L’agriculture est actuellement exclue du système d’échange de quotas d’émission de l’Union européenne. Sa contribution à l’atténuation du changement climatique passe donc par des outils réglementaires, tels ceux de la politique agricole commune (PAC). Dans ce contexte, des chercheurs explorent, dans cet article paru dans EuroChoices en avril 2024, plusieurs options de tarification des émissions agricoles à l’horizon 2030, ainsi que différentes manières de réduire les fuites de carbone associées.
Spiegel Alisa et alii, « Climate Change Mitigation in Agriculture beyond 2030: Options for Carbon Pricing and Carbon Border Adjustment Mechanisms », EuroChoices, vol. 23, n° 1, avril 2024, p. 19-27.
Les auteurs rappellent qu’en l’absence d’objectifs climatiques spécifiques, l’agriculture devrait émettre plus de gaz à effet de serre (GES) en 2030 qu’en 2005, dans plusieurs États membres (Bulgarie, Estonie, Irlande, etc.).

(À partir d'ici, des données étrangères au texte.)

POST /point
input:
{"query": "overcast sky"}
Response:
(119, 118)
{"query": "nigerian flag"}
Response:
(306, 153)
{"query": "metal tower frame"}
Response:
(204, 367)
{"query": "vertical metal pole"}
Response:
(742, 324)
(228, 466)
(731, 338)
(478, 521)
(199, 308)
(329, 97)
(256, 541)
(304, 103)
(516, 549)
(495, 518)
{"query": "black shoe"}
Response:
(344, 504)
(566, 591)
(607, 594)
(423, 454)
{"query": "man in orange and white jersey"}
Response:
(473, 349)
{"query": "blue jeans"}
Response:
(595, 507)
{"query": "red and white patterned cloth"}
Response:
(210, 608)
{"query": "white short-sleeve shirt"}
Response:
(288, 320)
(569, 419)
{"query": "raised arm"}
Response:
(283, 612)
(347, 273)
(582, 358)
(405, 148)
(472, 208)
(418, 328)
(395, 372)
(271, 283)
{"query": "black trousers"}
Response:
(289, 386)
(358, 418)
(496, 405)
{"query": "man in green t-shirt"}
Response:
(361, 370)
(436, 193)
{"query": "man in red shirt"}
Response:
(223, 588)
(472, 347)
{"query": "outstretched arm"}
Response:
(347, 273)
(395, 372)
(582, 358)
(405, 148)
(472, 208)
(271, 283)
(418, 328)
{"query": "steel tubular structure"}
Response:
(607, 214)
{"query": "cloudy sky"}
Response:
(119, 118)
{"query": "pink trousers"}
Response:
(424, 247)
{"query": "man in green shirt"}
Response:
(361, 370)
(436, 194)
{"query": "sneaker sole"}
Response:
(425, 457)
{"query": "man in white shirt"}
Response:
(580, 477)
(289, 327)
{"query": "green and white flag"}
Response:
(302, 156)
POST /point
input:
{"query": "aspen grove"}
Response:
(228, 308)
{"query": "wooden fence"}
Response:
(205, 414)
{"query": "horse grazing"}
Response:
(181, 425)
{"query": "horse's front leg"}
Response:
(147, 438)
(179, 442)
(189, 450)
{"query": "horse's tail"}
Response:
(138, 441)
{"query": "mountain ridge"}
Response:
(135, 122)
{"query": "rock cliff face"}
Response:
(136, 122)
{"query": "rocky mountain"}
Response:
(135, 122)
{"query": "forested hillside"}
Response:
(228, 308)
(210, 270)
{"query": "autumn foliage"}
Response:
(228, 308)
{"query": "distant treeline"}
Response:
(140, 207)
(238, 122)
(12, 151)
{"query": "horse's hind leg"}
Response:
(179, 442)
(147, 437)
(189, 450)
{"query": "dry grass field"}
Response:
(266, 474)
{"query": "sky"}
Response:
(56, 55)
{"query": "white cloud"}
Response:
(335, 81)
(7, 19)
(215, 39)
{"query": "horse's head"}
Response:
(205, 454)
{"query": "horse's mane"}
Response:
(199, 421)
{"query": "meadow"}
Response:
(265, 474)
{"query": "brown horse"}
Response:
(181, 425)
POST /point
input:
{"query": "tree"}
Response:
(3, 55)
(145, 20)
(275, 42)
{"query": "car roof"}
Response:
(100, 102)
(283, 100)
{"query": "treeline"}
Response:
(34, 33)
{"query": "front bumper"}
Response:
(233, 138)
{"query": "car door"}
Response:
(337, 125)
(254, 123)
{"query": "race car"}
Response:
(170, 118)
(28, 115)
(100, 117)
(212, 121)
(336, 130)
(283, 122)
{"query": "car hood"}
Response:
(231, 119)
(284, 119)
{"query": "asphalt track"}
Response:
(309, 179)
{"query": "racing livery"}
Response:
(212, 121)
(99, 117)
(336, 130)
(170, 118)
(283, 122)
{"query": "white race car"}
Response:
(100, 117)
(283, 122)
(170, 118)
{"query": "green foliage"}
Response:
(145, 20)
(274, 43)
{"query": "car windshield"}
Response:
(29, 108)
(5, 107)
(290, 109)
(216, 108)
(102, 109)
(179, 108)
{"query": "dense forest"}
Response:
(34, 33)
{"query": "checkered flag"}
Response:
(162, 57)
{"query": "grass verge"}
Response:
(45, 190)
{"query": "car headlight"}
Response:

Selon eux, un instrument de marché appliquant un prix aux émissions agricoles permettrait d’accroître la contribution du secteur aux objectifs d’atténuation, en favorisant les technologies bas-carbone (carte ci-dessous). Celles-ci permettent aujourd’hui déjà d’atteindre plus de la moitié des réductions des émissions agricoles.
Une valeur de 100 euros par tonne d’équivalent CO2 (tCO2eq.) conduirait à réduire les émissions agricoles de plus de 90 millions de tCO2eq. en 2030, avec un impact général faible pour les consommateurs. La viande bovine serait le produit le plus touché, avec une augmentation des prix de 8,2 % et une réduction de la consommation de 4,4 %. Selon les auteurs, les principaux défis d’une tarification des émissions agricoles seraient la surveillance, la déclaration et la vérification des émissions, entraînant d’importants coûts de transaction. Tandis que l’Union européenne envisage la mise en place d’un marché d’échanges de quotas d’émissions agricoles, la Nouvelle-Zélande étudie un système alternatif, sous forme de redevance, avec des prix différenciés pour le méthane et le protoxyde d’azote. Le Danemark envisage de son côté la possibilité d’une taxe sur l’utilisation de certaines terres agricoles. Un autre défi serait les « fuites de carbone », c’est-à-dire le remplacement de la production domestique par des importations de biens ayant généré des émissions de GES dans les pays d’origine. Les produits les plus exposés à ces fuites seraient la viande bovine, le riz, les fibres végétales, les céréales, le blé et les huiles végétales (graphique ci-dessous). Pour les minimiser, les auteurs suggèrent la mise en place d’un mécanisme d’ajustement carbone aux frontières, consistant à étendre la tarification des émissions agricoles aux importations.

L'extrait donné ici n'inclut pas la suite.